Hands up: which hand do you think moves the fastest around the clock face, and which one tells us the hour?
Display a clock face showing 3 o'clock as pupils settle. Take three hands-up answers, not open call-outs. Give five seconds of quiet think-time before any hands go up.
You are listening for the idea that the long hand moves fast (a full lap in an hour) and the short hand moves slowly and tells the hour. Don't confirm yet — that is what Watch and Notice unpacks.
Watch the clock. The long hand points straight up to the 12 and the short hand sits right on the 2. When the long hand is straight up, we say o'clock, and the short hand tells us which hour.
Quick check: which number is the long hand pointing at?
Now the long hand has swung halfway round and points straight down to the 6. The short hand has crept halfway between the 4 and the 5. This is half past 4.
Quick check: is the short hand exactly on the 4, or in between two numbers?
This time the long hand has travelled a quarter of the way round the face, from the 12 to the 3. A quarter means one of four equal parts, so the long hand has gone one part of the way round. The short hand has only just moved past the 6. This is quarter past 6.
Quick check: how far round has the long hand gone, one part or all four?
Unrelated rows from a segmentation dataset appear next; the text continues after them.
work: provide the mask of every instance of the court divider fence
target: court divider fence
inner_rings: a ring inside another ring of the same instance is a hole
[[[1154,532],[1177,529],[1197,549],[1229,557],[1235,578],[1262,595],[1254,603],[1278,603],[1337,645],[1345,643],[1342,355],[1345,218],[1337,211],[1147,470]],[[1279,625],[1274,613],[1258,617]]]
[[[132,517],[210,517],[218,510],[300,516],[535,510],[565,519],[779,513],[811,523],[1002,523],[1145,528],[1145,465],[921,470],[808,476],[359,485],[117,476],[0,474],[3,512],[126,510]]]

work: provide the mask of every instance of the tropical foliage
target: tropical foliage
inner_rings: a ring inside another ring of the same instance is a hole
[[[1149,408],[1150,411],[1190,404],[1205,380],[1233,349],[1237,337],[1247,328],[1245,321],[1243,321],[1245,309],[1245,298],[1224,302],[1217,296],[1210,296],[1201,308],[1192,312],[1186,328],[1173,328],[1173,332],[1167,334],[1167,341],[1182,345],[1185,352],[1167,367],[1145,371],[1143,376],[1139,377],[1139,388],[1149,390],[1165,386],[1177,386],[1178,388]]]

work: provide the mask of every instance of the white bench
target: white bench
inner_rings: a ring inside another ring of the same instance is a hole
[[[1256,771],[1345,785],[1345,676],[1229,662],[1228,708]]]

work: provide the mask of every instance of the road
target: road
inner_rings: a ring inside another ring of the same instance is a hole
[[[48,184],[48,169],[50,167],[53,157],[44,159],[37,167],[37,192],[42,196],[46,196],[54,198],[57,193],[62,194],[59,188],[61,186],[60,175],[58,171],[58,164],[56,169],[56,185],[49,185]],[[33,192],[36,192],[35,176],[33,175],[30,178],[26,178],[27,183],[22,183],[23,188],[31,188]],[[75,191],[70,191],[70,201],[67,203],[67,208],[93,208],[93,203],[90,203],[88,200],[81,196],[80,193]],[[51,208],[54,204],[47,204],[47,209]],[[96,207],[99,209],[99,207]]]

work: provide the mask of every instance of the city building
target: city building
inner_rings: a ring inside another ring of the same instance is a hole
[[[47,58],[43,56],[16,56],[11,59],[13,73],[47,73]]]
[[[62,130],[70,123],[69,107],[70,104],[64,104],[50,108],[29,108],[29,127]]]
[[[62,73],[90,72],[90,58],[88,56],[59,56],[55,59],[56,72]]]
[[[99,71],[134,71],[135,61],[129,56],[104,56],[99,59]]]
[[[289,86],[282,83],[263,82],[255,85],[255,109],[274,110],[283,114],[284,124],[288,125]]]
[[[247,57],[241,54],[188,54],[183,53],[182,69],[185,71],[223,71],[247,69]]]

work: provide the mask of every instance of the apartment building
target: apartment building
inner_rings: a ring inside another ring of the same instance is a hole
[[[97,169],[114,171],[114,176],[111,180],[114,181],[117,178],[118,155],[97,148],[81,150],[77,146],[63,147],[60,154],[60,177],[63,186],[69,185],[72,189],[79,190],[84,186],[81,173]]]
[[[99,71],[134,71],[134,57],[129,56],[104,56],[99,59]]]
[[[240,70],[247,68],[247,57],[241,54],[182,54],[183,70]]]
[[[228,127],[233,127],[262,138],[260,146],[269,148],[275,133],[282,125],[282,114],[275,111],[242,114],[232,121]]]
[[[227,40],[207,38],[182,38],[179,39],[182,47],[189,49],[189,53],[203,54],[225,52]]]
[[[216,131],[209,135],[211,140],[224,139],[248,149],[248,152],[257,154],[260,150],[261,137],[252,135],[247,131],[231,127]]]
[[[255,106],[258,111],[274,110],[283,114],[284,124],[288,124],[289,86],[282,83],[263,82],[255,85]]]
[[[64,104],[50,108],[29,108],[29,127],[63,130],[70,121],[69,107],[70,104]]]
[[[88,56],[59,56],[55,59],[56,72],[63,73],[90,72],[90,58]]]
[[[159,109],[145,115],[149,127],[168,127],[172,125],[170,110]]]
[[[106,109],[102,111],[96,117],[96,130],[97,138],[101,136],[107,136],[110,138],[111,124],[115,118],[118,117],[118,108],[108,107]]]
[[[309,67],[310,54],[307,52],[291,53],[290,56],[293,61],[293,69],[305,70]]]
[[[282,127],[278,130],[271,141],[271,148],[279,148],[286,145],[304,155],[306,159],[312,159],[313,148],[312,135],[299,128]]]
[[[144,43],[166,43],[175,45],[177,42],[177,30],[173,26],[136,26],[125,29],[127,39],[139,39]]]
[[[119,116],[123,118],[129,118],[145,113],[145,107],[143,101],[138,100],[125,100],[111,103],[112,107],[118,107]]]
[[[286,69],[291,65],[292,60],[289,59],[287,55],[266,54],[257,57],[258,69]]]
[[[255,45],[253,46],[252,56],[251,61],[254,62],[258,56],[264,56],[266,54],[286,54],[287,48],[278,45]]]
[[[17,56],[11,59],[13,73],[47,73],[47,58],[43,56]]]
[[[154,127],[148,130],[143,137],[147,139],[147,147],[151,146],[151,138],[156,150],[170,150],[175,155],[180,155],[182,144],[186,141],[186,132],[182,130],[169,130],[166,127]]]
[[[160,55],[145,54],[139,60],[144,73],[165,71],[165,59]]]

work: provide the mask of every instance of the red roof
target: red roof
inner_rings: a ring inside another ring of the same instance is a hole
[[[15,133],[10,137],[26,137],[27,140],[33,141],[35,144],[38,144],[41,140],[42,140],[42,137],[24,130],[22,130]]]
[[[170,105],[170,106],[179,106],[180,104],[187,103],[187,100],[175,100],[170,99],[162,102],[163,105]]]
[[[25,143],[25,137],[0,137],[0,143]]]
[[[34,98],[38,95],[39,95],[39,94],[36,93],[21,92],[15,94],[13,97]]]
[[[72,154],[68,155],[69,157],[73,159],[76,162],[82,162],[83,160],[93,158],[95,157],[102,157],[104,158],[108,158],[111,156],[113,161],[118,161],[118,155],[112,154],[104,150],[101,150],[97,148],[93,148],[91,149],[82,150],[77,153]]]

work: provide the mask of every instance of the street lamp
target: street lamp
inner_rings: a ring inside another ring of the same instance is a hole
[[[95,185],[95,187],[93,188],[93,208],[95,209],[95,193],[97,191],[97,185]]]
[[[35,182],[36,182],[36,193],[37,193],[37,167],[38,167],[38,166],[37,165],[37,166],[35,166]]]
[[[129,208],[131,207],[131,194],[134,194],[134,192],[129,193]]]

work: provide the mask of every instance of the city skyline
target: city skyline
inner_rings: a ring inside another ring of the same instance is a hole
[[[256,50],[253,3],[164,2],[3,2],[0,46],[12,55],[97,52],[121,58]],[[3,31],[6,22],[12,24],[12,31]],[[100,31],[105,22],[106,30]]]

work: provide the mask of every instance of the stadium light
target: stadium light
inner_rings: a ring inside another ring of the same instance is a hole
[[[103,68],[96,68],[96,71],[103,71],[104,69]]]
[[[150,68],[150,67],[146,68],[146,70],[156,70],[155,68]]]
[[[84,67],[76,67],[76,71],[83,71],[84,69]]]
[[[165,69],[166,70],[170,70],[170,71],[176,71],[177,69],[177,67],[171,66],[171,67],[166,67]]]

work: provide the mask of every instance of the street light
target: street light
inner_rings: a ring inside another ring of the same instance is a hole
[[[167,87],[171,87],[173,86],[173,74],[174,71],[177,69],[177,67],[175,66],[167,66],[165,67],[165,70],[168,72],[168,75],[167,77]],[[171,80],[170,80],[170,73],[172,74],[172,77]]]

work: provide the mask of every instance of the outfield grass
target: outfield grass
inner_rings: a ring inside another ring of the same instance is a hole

Here the long hand is on the 9, near the top again, with only a quarter of the face left to go. The short hand is nearly at the 9. This is quarter to 9, because the short hand is heading to the 9.
Quick check: which hour is the short hand reaching towards?
Walk each clock aloud, one at a time, pointing at the long hand first, then the short hand. After each clock, take the on-screen Quick check question with two hands-up answers so the room stays with you rather than watching four in a row in silence.
The quarter to case is the one pupils most often misread — they say the hour the short hand has just left, not the one it is reaching.
No-IWB fallback: if the digital tool is unavailable, set each of these four times on a geared demonstration clock and hold it up, or show pre-set printed clock faces in the same order.
Today we work through these landmark times together on the board: 7 o'clock, half past 10, quarter past 3, and quarter to 5. We re-set the same clock for each time, dragging the hands to show it, then check the short hand and the long hand are both in the right place before we move to the next time.
This round is for talking it through together — pupils take turns at the board and the class agrees or corrects out loud. The same explore clock is re-dragged for all four times, so reset it between each.
Call a landmark time, then send one pupil to the board to drag the hands. Before they finish, ask the class aloud: 'where should the long hand point? where should the short hand sit?'
Rotate four pupils across the four times. Watch for the half-past slip where pupils leave the short hand exactly on the hour number instead of halfway to the next.
No-IWB fallback: pupils set a geared demonstration clock at the front, or each shows the called time on a printed clock face with split-pin hands.
In your maths copy, draw four blank clock faces. Show a different time on each one: o'clock, half past, quarter past and quarter to. Underneath each clock, write the time in words.
Walk the room glancing at the hands — is the long hand straight up for o'clock, straight down for half past, on the 3 for quarter past, on the 9 for quarter to? This is whole-class copybook practice, not marking.
Printable support: for pupils who find drawing an even clock face hard, hand out a printed blank clock face (numerals already on it) so they only need to add the hands and write the time underneath.
Now we work through these times one at a time on the board: 5 o'clock, half past 8, quarter past 11, and quarter to 2. For each one, set the hands.
Check before we move on: is the short hand exactly on the number, or has it moved past it?
This round is the practice bank — pupils take turns at the board, check each answer, and the class confirms before moving on. Keep the board work brisk rather than over-explaining.
For each time, ask aloud the check question now shown on screen: 'is the short hand exactly on the number, or has it moved past it?' The half-past and quarter-to cases are where the short hand sits between numbers. Press Check after each so the class sees the ✓.
No-IWB fallback: call each time and have pupils set it on a geared demonstration clock or a printed clock face, with the class confirming yes or no.
How does the short hand tell us the hour, even when the long hand is pointing somewhere else? Think about quarter to 2 — the short hand was nearly at the 2, but not on it.
Listen for pupils who name the short hand as creeping between numbers rather than jumping. Revoice a strong answer: 'so the short hand is on its way to the next hour, and where it sits tells us how far through the hour we are'.
Head off the quarter-to misconception: at quarter to 2 the short hand is almost at the 2, so we say the hour it is heading to, not the one it has just left.
Next we will read the clock more closely, counting round the face in fives to tell the time at every five-minute mark.
Pupils now move to the Activity Book page for 10–15 minutes of pencil-and-paper practice while you circulate.